2001-08-03 - 8:35 p.m.
It's all about faith

The apartment is empty at last. Jocasta was on my doorstep at 8am this morning again ... the second to the last Friday she shall ever do so. It's the end of the 4-10's schedule, soon, you see. Then there was our visit to Pretzel, and dealing with my brother, and a phone call from Dad.

Jocasta's gone, Azash is at work, and I promised to go see my parents at Dad's company picnic on Sunday. And now it's silent again.

Breathe, I keep telling myself, just breathe. And then I see the mounds of newspapers waiting patiently at the door for Azash to help me carry to the recycling bins. The laundry hamper, full to overflowing. The garbage cans, needing emptying. The pile of things on my bedroom floor, dropped in a heap in recent days' exhaustion. The pile of bills that need taking care of. The dishes waiting in the sink.

Breathe, Shell, Breathe.

The calendar, reminding me that time creeps on. The sewing machine, standing mute in my room; my brother promised long ago to move his desk to his bedroom so I could move the machine out where I'd have room to use it. The stack of posters and picture frames, leaning at the foot of my bed; my brother promised long ago to help me nail them up on my walls one day.

It's not really his fault. If I bothered him about it for a few hours, he'd probably grumble, tell me "After this raid," and eventually sign off of EverQuest to be of use. I just can't bring myself to cause him that much irritation.

Breathe, Shell, Breathe.

I went in my room to tidy up just now, and surveyed the mess with the eye of a thwarted perfectionist; with a groan, I sank to the floor, and stretched out, looking up at the ceiling, one arm flung behind my head. My "motivation music", original Alanis, seeped from the stereo, and quite suddenly I wondered would happen, if someone were to walk in and find me dead in such a pose.

Slap! That was enough; low-ebbing hormones or no, the guardian of Common Sense buried in my brain began to laugh at me. Stupid Shell, silly Shell, melodramatic Shell. Haul your ass up off the carpet and get to work. Forget this pity-thyself nonsense.

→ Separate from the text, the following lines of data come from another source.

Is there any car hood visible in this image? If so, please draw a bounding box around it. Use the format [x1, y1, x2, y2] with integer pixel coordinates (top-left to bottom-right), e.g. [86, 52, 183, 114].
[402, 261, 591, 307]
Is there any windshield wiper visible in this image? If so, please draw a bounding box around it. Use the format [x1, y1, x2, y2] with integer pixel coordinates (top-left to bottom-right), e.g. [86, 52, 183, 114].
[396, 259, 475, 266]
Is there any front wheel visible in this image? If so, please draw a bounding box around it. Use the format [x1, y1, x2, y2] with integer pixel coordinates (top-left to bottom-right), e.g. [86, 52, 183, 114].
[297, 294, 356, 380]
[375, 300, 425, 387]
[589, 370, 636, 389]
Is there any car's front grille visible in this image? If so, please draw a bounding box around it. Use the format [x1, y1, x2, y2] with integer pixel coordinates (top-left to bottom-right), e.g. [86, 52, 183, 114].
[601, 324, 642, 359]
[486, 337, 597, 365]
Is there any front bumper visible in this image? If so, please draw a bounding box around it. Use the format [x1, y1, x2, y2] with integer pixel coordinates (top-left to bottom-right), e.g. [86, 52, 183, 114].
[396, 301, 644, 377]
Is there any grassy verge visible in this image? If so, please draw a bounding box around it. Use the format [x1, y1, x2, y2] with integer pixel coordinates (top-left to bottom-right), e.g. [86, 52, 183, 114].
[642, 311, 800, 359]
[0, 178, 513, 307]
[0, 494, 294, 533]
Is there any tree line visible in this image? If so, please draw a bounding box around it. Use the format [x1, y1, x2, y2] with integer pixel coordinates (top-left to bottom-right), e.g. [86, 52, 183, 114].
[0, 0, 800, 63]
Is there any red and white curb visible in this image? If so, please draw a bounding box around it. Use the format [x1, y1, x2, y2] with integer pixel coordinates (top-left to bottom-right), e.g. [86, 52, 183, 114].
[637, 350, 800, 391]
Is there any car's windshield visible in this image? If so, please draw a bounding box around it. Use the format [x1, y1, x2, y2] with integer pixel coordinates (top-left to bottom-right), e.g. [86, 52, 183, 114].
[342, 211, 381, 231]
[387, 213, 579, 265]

And so I did. Heh. Someone recently said that my diary has been full of false cheer since I brought it back from its two month silence. It's not false cheer, my dear; it's the sneaky feeling that by wallowing in black emotions, I am being a silly, selfish bitch.

Sometimes the intervals of Common Sense are long, and life is good, with little to darken my emotions. Sometimes they're short, like now, when I hit a bad patch. I am lost in a sea of blackness, and only faith tells me the shore is still there, somewhere ahead.

In the end, faith is all it takes. I will not be conquered.